The movie flashes back to Hopper’s senior year, when he’s the number-one-ranked pitching prospect in the nation. His problems don’t seem all that extreme (a teacher who nags him about taking his studies seriously, a girlfriend who doesn’t think baseball is all that), but then daddy shows up. He’s a drug dealer fresh out of prison, with no apparent plans to alter his career choice, and he’s played by Ethan Hawke in a ’70s-greaser flattop and the usual spray of tattoos, one of which might as well read, “I, and I alone, am the explanation for all of this boy’s conflicts and difficulties.” Hawke, who has been trying to work more and more on the high wire (he gave a brilliant and very un-Hawke-ish performance as Chet Baker in “Born to Be Blue”), is too good an actor to make Hopper Sr a less than authentic presence.

He gives him the aggressively off-kilter, defensive rhythms of a macho loser criminal who is sealed inside his bubble of dickwad anger. But his attitude toward his son is so openly abusive — he calls him a wuss and tears his pitching to shreds, all out of transparent jealousy — that when Hopper’s mother (Alison Elliott) arrives home and treats the marriage as if it were still a marriage, we think there’s a mistake in the script. Hawke’s dangerous lout of a father and husband is a plot device more than he is a character.

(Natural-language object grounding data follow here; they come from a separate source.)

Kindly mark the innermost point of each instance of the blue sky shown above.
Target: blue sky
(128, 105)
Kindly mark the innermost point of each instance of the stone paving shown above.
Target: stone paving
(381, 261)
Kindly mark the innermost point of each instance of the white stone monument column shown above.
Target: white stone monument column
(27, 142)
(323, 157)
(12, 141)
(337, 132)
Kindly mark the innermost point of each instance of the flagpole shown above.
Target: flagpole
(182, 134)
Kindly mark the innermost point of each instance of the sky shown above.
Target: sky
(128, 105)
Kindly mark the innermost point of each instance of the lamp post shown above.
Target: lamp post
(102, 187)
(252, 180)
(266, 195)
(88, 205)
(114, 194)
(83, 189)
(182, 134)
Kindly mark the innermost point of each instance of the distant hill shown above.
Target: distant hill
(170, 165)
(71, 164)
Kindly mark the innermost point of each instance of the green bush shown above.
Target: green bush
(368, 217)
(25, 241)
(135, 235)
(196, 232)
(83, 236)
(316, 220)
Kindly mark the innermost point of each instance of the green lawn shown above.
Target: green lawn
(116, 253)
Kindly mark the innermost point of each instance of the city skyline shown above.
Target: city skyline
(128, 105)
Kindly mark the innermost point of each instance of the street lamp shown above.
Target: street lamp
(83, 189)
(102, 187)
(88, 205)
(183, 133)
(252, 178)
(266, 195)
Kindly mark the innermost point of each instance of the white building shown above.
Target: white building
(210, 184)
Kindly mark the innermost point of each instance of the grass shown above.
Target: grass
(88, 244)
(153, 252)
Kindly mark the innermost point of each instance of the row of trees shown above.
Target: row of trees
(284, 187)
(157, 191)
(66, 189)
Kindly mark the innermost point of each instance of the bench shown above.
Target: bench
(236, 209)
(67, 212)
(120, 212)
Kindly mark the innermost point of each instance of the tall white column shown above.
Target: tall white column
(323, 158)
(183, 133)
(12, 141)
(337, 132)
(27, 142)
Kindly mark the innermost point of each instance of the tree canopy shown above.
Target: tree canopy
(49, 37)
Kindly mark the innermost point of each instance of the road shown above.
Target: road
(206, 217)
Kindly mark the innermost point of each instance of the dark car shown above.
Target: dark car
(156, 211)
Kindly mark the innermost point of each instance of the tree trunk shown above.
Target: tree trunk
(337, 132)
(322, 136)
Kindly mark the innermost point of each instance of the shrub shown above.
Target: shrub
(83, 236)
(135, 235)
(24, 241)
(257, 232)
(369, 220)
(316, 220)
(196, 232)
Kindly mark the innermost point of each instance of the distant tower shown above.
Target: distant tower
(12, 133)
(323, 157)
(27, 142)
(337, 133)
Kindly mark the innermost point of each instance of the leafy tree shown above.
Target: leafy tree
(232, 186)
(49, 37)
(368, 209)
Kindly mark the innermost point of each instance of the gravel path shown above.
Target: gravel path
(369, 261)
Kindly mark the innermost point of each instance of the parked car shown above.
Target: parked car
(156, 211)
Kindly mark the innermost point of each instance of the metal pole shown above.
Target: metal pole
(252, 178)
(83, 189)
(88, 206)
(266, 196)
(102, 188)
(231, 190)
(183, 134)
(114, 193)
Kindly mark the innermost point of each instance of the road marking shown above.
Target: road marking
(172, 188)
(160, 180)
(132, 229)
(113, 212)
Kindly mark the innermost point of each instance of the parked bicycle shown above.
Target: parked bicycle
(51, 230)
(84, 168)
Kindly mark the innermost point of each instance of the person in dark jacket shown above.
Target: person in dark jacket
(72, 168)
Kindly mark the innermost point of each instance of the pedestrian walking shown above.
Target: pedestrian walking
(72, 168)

It’s not necessary, of course, for “The Phenom” to be an all-out sports drama, but writer-director Noah Buschel sets up the rare opportunity to explore what makes a jock tick, then doesn’t follow through. You never truly feel as if you’re inside the head and heart of a baseball player. Instead, the overwhelming quality of Hopper’s daddy issues just makes him a Guy Who Doesn’t Believe In Himself, and will he get over it, and if so, how? There’s one odd but definitely of-its-moment scene in which Hopper, after having Googled his famous shrink, righteously pelts him with all the unadmirable things he’s learned about him, like the fact that one of his most famous clients committed suicide, which spurred the doc into an alcoholic descent. The scene comes off as the film’s way of saying, “Take that, psychiatric-industrial complex! You shrinks are human too!” They certainly are, but that’s still a shaky point on which to hang the emotional crux of your movie when the promise of therapy is more or less the only salvation that it has offered. If “The Phenom” were a pitch, it would be a change-up, one that doesn’t land anywhere near the strike zone.